Afther discovering the Archdiocese of Seattle was dealing with the aftermath of an information security breach where false tax returns were filed in the names of archdiocesan, school and parish employees and volunteers, the Archdiocese of Portland released a statement noting that there had been no indication that they too were vicitimized. 

The Archdiocese of Portland has released a statement on its website about the fraud, reassuring employees and volunteers. 

"The Archdiocese of Portland is aware that the Archdiocese of Seattle has reported that a number of employees and volunteers are victims of federal tax identity fraud.  The Archdiocese of Seattle reports that it does not know how the problem originated, and it is working with the Internal Revenue Service, the FBI, and an outside forensic security firm to analyze the situation.

"The Archdiocese of Portland has significant security on its network systems, and monitors continuously for breeches of security.  There is no indication that personal information of employees or volunteers has been compromised.  We will continue to monitor the situation to ensure personal data is secure.

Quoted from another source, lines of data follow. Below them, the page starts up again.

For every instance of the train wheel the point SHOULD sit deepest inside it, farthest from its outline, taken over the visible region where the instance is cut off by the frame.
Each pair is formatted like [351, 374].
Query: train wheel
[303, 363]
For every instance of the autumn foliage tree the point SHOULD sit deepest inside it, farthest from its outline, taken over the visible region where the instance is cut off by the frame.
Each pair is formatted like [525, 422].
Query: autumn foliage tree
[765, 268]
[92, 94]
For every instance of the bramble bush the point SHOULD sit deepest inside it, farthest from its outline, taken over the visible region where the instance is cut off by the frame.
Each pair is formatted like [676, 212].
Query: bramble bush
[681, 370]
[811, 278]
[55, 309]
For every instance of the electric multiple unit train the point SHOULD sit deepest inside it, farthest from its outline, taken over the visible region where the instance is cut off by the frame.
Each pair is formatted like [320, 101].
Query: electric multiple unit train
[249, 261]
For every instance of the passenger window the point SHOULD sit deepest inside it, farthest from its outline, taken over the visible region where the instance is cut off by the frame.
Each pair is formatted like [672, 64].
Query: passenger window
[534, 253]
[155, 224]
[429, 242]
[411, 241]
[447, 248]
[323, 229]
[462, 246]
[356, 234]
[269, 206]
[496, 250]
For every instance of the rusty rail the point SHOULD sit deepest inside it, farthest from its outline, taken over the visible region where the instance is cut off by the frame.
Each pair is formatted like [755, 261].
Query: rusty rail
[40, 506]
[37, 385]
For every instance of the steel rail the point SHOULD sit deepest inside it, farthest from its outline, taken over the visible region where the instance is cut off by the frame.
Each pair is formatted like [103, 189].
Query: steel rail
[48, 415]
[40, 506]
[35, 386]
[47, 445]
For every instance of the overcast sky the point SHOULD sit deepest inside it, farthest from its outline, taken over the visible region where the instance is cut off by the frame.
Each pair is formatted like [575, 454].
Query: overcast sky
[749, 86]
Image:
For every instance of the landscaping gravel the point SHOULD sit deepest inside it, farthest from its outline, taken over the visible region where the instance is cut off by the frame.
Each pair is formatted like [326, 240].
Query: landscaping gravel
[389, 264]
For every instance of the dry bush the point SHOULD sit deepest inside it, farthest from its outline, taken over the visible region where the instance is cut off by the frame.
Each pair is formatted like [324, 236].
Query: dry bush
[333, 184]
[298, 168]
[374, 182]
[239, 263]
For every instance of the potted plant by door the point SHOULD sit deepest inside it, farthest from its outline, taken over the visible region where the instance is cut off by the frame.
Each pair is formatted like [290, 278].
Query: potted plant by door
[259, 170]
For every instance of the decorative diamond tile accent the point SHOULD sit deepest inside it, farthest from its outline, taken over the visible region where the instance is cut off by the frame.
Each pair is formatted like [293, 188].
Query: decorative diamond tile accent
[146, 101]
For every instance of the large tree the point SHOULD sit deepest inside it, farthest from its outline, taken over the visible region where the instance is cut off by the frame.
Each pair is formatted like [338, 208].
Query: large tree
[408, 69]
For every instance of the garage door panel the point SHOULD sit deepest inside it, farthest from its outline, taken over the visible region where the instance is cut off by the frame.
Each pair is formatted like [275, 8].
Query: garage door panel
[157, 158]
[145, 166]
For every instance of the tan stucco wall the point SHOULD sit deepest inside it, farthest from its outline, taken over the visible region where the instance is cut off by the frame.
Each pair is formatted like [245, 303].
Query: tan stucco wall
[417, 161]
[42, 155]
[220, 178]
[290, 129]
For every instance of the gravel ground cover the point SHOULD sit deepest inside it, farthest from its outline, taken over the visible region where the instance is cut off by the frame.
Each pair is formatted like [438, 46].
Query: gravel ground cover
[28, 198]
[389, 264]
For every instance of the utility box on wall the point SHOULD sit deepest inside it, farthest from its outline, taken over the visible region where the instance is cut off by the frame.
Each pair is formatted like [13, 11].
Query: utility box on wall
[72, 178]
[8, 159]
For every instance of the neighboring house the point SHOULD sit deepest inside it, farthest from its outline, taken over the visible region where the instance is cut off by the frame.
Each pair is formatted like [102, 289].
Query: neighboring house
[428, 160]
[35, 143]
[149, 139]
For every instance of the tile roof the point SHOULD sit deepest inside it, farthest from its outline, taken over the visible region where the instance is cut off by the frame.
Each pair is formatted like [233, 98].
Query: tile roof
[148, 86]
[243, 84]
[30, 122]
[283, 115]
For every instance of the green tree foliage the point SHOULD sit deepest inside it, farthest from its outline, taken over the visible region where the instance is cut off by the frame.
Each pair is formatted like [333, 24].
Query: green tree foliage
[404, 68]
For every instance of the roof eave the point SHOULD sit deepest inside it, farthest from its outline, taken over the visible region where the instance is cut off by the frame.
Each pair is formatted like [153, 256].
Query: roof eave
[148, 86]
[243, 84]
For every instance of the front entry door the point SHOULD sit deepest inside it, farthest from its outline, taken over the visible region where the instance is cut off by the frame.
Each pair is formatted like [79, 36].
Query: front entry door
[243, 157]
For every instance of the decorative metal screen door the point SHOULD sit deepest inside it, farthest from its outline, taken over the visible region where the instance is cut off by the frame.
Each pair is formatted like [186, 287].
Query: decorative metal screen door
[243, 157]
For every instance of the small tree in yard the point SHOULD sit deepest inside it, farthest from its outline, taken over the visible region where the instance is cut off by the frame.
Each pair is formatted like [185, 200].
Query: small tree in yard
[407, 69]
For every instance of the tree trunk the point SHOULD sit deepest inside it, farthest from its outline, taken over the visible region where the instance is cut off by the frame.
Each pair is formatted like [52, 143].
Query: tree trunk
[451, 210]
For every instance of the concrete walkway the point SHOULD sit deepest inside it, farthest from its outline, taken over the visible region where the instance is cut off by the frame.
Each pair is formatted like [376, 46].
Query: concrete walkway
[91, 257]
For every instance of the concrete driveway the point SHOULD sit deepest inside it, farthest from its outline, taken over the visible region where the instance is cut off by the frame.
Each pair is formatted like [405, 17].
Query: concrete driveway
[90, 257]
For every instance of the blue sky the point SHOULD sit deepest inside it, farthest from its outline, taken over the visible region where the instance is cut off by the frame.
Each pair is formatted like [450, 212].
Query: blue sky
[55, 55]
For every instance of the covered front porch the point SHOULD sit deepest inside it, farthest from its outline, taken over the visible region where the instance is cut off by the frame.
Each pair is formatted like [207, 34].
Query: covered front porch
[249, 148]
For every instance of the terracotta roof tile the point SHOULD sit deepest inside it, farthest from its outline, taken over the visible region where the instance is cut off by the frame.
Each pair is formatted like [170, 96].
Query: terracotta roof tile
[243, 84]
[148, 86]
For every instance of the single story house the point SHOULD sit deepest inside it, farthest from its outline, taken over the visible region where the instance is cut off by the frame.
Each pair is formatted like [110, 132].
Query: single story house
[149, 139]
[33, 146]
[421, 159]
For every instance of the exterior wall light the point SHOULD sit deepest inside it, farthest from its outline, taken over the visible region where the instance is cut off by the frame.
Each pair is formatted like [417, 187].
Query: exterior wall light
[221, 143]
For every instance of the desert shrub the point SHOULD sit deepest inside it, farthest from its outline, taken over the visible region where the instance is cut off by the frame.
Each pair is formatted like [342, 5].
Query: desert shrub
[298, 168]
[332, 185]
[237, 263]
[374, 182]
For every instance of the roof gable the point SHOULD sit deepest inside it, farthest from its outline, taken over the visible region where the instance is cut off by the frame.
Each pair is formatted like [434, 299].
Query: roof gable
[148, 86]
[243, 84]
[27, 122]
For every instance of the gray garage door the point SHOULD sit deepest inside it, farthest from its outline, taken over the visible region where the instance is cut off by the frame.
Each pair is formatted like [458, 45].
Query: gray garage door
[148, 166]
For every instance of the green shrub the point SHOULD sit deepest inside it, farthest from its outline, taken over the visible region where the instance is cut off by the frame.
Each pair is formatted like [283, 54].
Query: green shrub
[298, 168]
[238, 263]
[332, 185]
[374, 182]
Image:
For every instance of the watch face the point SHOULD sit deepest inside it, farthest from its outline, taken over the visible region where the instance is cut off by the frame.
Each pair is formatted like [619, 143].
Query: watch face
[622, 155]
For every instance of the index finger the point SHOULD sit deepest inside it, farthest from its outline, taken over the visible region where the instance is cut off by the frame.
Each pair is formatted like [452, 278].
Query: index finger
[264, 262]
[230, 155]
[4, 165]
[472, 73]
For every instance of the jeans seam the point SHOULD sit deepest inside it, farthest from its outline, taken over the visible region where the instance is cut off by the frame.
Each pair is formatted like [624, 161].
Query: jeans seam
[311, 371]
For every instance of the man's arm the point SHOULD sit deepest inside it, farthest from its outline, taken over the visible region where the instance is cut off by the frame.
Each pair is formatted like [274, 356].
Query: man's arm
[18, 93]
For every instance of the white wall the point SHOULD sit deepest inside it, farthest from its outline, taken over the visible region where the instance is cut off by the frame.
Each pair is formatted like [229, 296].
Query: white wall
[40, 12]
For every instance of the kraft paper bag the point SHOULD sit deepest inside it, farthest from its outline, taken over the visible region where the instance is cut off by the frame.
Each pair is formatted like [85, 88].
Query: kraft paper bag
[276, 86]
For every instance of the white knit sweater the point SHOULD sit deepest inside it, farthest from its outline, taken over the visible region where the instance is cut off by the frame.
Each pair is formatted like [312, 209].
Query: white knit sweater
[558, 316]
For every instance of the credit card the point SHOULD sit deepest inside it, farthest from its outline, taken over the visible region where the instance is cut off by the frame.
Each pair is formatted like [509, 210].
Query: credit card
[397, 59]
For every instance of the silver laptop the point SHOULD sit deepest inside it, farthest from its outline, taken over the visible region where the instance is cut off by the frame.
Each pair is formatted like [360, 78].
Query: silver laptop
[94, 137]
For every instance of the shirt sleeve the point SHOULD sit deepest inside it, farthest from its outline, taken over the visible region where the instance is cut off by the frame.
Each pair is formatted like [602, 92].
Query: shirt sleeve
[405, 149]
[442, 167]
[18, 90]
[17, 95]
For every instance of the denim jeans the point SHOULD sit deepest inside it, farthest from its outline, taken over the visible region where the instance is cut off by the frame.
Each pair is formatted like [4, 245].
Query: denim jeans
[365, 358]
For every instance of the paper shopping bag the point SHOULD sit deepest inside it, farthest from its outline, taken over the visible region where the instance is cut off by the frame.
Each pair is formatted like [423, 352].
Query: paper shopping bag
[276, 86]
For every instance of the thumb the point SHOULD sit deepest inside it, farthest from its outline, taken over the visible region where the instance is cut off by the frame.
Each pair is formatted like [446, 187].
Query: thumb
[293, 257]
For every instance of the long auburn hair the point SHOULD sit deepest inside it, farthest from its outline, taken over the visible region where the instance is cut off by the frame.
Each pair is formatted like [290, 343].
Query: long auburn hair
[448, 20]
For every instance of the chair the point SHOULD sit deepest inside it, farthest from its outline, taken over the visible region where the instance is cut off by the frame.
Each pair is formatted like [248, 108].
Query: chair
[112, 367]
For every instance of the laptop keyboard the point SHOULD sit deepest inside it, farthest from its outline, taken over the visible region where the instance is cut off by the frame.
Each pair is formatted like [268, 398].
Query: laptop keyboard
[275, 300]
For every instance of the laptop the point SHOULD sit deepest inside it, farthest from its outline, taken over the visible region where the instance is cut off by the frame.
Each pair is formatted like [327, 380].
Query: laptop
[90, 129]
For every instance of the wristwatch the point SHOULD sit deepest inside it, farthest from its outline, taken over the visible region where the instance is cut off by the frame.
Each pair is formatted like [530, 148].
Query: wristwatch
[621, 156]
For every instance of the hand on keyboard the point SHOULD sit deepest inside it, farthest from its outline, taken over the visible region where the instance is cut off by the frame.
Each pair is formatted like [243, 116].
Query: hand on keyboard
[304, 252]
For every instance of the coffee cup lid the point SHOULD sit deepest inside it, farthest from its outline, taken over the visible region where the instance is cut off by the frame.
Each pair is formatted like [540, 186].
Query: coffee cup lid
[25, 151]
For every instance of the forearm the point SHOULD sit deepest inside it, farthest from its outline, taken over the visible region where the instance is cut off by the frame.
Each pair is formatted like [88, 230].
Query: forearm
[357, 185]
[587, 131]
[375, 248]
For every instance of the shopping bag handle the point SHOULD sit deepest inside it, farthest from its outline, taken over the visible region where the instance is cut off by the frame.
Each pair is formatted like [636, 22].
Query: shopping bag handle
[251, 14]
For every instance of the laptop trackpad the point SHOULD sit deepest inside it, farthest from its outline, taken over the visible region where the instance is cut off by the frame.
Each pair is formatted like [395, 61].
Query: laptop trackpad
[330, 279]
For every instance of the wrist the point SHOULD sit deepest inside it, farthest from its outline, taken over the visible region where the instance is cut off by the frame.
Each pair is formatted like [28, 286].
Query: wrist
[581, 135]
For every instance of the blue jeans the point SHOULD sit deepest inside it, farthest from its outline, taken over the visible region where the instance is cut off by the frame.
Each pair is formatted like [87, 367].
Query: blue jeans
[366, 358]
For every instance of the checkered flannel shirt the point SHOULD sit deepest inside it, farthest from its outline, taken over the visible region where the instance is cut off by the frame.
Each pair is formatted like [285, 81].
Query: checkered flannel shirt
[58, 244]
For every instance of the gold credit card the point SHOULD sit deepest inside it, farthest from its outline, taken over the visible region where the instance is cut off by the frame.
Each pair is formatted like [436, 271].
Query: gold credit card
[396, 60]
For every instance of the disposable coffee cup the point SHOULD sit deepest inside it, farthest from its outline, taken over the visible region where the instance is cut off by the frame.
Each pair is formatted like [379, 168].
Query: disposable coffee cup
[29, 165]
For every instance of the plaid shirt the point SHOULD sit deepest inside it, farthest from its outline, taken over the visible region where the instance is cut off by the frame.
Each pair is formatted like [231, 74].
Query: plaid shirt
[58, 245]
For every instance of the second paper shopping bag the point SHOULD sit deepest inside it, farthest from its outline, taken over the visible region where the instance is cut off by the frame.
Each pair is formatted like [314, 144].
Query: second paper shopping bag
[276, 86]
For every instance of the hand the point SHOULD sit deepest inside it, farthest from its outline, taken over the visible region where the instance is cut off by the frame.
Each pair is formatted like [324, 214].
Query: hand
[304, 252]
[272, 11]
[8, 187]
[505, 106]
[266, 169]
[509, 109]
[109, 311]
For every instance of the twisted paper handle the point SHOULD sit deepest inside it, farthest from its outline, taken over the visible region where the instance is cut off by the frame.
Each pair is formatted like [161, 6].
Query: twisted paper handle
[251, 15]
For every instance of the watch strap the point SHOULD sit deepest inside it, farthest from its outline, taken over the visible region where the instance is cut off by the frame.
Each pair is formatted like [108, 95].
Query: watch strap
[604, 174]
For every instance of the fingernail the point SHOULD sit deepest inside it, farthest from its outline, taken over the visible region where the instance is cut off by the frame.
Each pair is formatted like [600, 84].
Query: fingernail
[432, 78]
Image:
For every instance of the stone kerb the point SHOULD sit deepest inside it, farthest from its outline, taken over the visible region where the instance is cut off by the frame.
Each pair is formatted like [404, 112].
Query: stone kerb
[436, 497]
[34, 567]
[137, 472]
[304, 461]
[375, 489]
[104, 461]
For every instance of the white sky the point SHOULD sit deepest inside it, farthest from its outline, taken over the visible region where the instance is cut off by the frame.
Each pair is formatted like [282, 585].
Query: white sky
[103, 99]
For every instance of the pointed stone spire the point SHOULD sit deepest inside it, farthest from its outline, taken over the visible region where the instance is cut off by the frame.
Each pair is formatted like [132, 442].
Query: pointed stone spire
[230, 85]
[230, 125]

"If you suspect you may be a victim of tax fraud call the IRS Identity ProtectionSpecialized Unit at 1 800 908-4490, extension 245, and talk with an IRS agent."

In an notice on the Seattle archdiocese website, employees and volunteers are told they could be "victims of a national tax refund fraud."

In a letter to pastors, pastoral leaders and school administrators, Archbishop J. Peter Sartain offered "prayer and empathy for experiencing personal disruption, anxiety and in some cases serious fraud."

The Seattle Times on March 12 quoted archdiocesan spokesman Greg Magnoni as saying personnel in at least three parishes as well the chancery had been victimized.

It was unclear if any fraudulent tax refunds had actually been issued and cashed.

Several Catholic schools adjusted their schedules on Friday to allow staff to deal with the fraud.

The archdiocese has hired the forensic security firm Stroz Friedberg to assist in analyzing the situation.

The archdiocese's online statement urged "all employees and volunteers" to take several steps including:

· Contacting the IRS Identity Protection Specialized Unit "to determine if your tax identity has been compromised";
· Asking the IRS to "place a note ... in their records" about the potential identity theft even if no apparent fraud had yet occurred;
· Placing a "90-day fraud alert" with the credit bureau Equifax, which, in turn, "will notify the other credit bureaus";
· Submitting a report to the Federal Trade Commission if identity compromise has been established;
· Filing a local police report as well as calling Agent Leia Bellis in the IRS Criminal Investigations Unit if fraud activity had been confirmed.

The warning and instructions were also posted in Spanish, Vietnamese and Korean. A link to the IRS website's information on identify theft and victim assistance was provided.